Be sure to first read Statistical Significance Does Not Mean What You Think. Climate Temperature Trends then Regression Is Not What You Think. Climate And Other Examples, as this post is an extension of them.
This post will only be a sketch, and a rough one, of how to pick explanatory variables in regression. The tools used work for any kind of statistical model, however, and not just regression.
First remember that a regression is not a function of observables, like y, but of the central parameter of the normal distribution which represents our uncertainty in y. This language is tangled, but it is also faithful. Regression is not “empirical fits” or “fitting lines to the data” or any other similar phrase. We must always keep firmly in mind that we are fitting a model to parameters of a probability distribution which itself represents our uncertainty in some observable. Deviations from the language I use are part of what is responsible for the rampant over-certainty we see (a standard topic of this blog).
Here is a regression:
yt = β0 + β1x1 + β2x2 + … + βpxp + ε
where each of the xi are potentially probative of y. It is up to you to collect these x’s. How many x’s are there for you to consider in any problem? A whoppingly large number. A number so large that it is incomprehensible.

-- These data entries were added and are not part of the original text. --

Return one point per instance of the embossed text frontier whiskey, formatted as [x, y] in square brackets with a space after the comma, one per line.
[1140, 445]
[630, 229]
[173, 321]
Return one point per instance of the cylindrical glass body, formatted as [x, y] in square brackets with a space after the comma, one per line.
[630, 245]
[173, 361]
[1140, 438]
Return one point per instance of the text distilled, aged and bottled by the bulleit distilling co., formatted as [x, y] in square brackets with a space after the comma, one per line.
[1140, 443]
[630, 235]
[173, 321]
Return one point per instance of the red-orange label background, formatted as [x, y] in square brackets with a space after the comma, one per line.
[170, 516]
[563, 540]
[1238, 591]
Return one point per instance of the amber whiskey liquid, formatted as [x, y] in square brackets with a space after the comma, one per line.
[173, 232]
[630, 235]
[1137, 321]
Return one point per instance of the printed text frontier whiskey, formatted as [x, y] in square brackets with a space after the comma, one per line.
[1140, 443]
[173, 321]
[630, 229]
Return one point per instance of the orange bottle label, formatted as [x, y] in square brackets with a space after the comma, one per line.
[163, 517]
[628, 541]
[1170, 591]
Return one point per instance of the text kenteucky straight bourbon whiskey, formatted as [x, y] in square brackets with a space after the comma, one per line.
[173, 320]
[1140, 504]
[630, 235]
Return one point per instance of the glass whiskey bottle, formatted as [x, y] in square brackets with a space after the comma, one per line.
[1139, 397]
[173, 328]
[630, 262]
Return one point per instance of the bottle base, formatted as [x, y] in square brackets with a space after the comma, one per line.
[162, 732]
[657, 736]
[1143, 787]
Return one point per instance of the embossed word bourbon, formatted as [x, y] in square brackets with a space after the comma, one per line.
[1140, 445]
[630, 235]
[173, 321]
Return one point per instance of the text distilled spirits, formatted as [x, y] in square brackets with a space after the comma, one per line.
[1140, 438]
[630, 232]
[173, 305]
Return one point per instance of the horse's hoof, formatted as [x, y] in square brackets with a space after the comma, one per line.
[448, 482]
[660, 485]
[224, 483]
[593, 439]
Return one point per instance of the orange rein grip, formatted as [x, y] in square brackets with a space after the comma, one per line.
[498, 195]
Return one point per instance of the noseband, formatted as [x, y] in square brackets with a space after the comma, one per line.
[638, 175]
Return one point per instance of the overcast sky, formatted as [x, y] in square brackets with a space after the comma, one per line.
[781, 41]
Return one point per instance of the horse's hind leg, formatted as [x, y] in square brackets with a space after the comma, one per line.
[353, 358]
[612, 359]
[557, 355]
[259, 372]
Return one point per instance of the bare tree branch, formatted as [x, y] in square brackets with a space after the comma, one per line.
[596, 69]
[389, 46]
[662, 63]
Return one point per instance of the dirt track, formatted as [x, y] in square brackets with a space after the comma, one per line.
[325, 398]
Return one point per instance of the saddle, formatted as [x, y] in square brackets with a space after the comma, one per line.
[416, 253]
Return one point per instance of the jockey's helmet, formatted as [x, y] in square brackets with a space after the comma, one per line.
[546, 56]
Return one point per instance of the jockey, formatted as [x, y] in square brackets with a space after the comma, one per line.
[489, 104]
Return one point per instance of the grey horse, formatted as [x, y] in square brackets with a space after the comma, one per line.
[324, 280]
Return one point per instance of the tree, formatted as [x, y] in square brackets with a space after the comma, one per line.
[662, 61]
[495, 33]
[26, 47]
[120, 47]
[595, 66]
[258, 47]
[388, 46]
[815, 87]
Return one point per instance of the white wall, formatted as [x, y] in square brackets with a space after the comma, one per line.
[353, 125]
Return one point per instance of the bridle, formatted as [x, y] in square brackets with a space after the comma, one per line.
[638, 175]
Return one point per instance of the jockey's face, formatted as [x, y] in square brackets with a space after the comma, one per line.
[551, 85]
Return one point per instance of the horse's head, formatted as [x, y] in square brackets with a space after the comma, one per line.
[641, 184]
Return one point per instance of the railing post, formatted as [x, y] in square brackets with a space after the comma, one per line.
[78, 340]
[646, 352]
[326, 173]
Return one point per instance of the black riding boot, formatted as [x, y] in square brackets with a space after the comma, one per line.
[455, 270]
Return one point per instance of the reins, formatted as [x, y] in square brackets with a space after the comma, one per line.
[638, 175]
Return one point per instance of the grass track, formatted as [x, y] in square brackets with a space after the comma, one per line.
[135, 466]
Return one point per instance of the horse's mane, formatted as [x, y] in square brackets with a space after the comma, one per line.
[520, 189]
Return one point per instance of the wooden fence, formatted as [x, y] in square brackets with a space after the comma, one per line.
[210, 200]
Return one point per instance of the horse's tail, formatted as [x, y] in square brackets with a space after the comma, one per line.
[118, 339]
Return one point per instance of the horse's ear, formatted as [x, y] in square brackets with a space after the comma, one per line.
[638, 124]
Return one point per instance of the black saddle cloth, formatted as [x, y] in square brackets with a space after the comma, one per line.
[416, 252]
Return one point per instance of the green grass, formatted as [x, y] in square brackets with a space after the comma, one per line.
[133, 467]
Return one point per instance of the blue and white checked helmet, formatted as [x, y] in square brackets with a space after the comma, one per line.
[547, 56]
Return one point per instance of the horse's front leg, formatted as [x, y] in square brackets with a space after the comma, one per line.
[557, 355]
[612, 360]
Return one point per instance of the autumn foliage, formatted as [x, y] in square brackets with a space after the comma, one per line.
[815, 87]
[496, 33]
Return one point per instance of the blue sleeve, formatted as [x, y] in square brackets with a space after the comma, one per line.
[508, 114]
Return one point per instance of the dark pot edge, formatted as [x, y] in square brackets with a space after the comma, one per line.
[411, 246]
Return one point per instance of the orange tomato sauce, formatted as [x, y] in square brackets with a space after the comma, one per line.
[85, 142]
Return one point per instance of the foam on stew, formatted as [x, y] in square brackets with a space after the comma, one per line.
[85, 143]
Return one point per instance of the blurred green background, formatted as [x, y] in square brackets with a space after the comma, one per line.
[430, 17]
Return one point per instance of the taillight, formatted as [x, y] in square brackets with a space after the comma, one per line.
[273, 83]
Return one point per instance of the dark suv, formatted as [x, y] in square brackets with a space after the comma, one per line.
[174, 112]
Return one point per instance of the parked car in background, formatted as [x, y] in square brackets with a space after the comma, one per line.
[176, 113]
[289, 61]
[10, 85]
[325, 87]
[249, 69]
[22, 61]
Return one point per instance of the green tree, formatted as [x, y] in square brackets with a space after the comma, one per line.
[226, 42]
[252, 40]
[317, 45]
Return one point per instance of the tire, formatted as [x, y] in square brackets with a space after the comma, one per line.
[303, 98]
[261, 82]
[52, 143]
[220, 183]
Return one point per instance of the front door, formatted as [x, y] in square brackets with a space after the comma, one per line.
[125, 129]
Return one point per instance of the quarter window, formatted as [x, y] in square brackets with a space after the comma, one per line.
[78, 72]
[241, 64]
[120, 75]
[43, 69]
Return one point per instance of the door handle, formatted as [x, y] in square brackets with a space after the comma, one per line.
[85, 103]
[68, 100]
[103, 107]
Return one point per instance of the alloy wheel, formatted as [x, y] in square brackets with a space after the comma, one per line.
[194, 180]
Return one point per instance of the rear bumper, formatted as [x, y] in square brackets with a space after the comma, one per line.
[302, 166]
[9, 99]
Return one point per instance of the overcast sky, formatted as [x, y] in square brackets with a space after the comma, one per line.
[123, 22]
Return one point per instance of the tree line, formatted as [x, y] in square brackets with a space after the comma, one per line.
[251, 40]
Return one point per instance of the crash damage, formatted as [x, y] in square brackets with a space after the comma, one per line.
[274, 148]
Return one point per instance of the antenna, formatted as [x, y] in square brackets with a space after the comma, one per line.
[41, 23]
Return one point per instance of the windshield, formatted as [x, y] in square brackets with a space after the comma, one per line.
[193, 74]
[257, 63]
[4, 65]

Anything can be an x. The color of the socks of the people who generated or gathered the data can be an x. The temperature in Quebec might just be correlated with your y. The number of monkeys in Suriname could be predictive of your y. The number of nose hairs of Taipei bus drivers could be relevant to saying something about your y.
You might think this silly, but how can you know these x’s are not correlated with your y if you don’t try? You cannot. That is, you cannot know with certainty whether any x is uncorrelated with your y unless you can prove logical independence between x and y. And that isn’t easy: it really can’t be done in any except mathematical and logical proofs using highly defined objects. For real-world (contingent) data, logical independence is hard to come by (see the footnote).
A sociologist (whose name I cannot look up because I am too pressed for time) said words to the effect that, in his field, everything is correlated with everything else. This is only a slight exaggeration. In any case, it remains true that for any contingent x and y, logical independence1 is denied us and so we must instead look to irrelevance.
Irrelevance is when, for some propositions x and y (data are observations statements, or propositions),
Pr(y|x & E) = Pr(y|E).
That is, the probability of y given some evidence E remains unchanged if we consider we also know x. This tells us that to say whether an x should be in our regression equation, we should examine whether x is relevant or irrelevant to knowing (future) values of y.
Recall that our goal for any probability model is to make statements like this:
Pr (ynew > a | xnew, old observed data, model true)
where we pick interesting a’s or we pick other questions about ynew which are interesting to us. If this probability is the same if we do not condition on x, then x is irrelevant to y and should not be included in our model. In notation (for our math readers): If
Pr(ynew>a| xi, other x’s, old data, model true) = Pr(ynew>a| other x’s, old data, model true)
then xi is irrelevant to y so it should not appear in our model.
Classic statistics tells us you cannot say which x’s you should include unless you first do a hypothesis test. This is a highly artificial construct which often leads to error. That is, some x’s can be relevant to knowing y even though the p-values of those x’s are larger than the magic number—oh, 0.05! how I love thee!—and some x’s can be irrelevant to y even though their p-values are less than the magic number.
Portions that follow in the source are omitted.